The realization humbles me, leaving I knee deep in sopor slime as I stare upwards into those glorious eyes and try not to cry. My hands come to rest over my blood pusher, my tiny little vascular bladder beating in rapid flits. There is no need to suppress what has come over me. I have finally found something to do right.
Years in the future.
Violets float around me, their movement long stopped but their bodies still providing the surrounding saltwater with new fluid. They sway like seaweed, leaking lavender into the light stained water as I tilt my head upwards to stare directly into this planet's sun, the motion a long held habit that has morphed into an anchor. Zarya treads beside me, visibly uncomfortable with my inertness, but it is not my job to make the Aspirant feel comfortable. It's not anyone's job actually, which is probably why she spends so much time polishing herself in fruitless attempt to live up some abstract standard. The majority of the kills belong to me, a fact that bodes poorly for an aspiring Heiress—that is what her leery followers would think, anyway, but I am of the opinion that it reflects more on me than it does on her.
I stare up into the most powerful energy source in the solar system, legs spinning idly, and I say, "I want to kill Her."
"Er…who?" she asks, because although she is no fool, Zarya is still bafflingly slow.
"The Empress. When the time comes, I will let me have the right."

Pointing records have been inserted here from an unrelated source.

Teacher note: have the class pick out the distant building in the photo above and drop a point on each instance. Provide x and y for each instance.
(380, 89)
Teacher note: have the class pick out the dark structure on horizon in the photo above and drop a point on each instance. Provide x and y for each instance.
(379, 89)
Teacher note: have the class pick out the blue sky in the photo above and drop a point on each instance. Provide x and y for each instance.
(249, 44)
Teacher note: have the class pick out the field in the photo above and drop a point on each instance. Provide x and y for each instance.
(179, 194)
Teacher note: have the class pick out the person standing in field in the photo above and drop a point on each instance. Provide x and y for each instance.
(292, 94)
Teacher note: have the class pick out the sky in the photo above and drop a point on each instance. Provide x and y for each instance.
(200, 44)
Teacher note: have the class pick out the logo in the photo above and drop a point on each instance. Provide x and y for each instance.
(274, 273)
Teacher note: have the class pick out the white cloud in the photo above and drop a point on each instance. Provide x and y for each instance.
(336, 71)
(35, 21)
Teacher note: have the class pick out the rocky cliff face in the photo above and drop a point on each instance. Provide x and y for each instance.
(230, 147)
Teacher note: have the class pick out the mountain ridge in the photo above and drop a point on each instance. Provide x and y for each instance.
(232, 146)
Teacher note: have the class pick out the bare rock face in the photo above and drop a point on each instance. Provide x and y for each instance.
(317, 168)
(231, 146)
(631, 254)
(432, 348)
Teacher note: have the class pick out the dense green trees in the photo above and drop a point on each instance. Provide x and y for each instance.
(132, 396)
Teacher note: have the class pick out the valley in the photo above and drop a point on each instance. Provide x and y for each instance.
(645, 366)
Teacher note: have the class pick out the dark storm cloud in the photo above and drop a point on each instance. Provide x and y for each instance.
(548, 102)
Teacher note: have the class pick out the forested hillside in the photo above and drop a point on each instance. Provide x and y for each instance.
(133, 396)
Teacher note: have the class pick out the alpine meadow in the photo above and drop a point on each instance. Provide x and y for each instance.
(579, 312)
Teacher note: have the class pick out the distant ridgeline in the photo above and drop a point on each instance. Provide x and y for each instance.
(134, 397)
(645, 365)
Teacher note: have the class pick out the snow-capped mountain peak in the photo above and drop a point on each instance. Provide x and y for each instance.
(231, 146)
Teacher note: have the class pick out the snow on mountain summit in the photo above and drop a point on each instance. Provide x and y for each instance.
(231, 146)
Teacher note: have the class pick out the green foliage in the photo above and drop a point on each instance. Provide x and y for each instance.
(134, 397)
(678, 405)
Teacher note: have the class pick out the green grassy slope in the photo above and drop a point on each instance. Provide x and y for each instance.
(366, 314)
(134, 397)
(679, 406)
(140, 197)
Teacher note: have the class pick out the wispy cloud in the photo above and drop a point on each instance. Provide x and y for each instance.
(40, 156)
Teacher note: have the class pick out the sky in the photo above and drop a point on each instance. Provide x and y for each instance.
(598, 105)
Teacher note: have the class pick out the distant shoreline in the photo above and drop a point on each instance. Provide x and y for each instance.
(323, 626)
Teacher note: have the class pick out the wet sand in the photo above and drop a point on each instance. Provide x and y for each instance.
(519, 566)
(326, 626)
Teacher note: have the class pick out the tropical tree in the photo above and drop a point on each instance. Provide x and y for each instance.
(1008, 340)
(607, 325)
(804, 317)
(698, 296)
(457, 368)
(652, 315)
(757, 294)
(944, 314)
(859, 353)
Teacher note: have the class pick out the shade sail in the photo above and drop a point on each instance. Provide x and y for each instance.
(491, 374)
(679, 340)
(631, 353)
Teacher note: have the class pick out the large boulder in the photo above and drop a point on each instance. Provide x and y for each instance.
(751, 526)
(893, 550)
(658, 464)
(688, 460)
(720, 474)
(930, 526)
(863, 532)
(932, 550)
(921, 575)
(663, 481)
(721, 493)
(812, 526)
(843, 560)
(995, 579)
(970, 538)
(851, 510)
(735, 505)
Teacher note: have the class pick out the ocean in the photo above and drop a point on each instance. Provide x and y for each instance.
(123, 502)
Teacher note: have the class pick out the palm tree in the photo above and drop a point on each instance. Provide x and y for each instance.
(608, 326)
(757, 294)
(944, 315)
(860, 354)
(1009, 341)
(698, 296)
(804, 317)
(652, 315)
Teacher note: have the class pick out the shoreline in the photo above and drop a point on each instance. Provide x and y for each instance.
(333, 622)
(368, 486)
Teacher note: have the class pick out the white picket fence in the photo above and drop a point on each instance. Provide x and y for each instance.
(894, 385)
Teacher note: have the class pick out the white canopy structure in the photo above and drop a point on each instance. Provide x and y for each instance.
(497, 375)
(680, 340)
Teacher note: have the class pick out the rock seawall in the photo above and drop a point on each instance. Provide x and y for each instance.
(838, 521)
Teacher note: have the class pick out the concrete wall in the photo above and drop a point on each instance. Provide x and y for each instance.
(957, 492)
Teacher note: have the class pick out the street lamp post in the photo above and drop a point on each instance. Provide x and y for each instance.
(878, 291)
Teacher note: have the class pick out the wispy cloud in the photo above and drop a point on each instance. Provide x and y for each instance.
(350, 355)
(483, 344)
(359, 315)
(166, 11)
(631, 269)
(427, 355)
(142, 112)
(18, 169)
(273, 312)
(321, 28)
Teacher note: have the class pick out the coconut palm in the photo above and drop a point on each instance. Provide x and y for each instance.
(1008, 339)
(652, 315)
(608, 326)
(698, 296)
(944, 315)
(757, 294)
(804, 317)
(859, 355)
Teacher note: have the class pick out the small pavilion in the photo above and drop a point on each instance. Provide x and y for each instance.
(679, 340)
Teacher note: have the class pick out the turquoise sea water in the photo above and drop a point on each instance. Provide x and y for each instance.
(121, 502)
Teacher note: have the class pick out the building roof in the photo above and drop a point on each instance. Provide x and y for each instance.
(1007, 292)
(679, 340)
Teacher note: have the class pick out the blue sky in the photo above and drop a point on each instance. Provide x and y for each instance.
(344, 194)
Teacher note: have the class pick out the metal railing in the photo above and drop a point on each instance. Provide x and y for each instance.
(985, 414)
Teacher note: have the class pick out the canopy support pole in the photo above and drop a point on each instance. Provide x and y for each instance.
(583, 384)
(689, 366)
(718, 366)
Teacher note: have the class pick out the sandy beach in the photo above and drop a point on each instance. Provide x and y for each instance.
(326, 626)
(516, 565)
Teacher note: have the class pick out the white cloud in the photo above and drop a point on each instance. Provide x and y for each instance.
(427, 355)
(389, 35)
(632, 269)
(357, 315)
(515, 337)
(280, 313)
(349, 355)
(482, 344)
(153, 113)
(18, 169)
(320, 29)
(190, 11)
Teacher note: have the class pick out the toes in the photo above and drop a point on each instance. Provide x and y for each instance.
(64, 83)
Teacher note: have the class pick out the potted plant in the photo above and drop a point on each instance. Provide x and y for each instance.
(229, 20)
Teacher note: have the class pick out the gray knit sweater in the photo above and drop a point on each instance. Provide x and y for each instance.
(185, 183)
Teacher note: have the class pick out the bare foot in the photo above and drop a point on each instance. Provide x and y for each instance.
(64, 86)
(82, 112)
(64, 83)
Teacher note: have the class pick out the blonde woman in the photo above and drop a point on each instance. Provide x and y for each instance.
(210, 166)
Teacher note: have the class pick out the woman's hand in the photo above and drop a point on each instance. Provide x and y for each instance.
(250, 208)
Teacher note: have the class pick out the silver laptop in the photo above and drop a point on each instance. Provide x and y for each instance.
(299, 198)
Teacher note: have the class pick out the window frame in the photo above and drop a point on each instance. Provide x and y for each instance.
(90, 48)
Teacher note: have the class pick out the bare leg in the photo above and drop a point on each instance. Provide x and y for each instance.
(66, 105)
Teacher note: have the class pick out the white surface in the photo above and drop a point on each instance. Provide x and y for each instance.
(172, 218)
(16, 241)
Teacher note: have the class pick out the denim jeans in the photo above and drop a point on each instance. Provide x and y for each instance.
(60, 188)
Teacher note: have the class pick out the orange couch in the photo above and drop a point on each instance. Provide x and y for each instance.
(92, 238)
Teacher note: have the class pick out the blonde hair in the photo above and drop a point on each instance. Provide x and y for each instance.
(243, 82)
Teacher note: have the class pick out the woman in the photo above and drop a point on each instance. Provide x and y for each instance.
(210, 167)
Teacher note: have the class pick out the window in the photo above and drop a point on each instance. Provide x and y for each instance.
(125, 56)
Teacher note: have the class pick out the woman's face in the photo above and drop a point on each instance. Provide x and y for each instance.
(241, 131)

She hesitates. After all, no ascension is complete if the challenger does not rip the enthroned one from the chair herself. There little more illegitimate in the eyes of the Empire than a adulterous job.
But, like I have said, Zarya is no fool. She will not deny me this now, not while I swim surrounded by the corpses I have made. She nods, a movement caught in the corner of my lookstubs. "Very will. You may have the claim."
My gills release bubbles that could have been inside I for a thousand years. "Good."
Maybe the promise is empty, maybe she is already planning on how to quietly get rid of me. That would be the wise thing for her to do, after all, what I would do. I have revealed my hand, sown the seeds of doubt shown that I am far too dangerous to keep around—but for the moment I don't care. I feel I am one step closer. I am coming for my promised reward.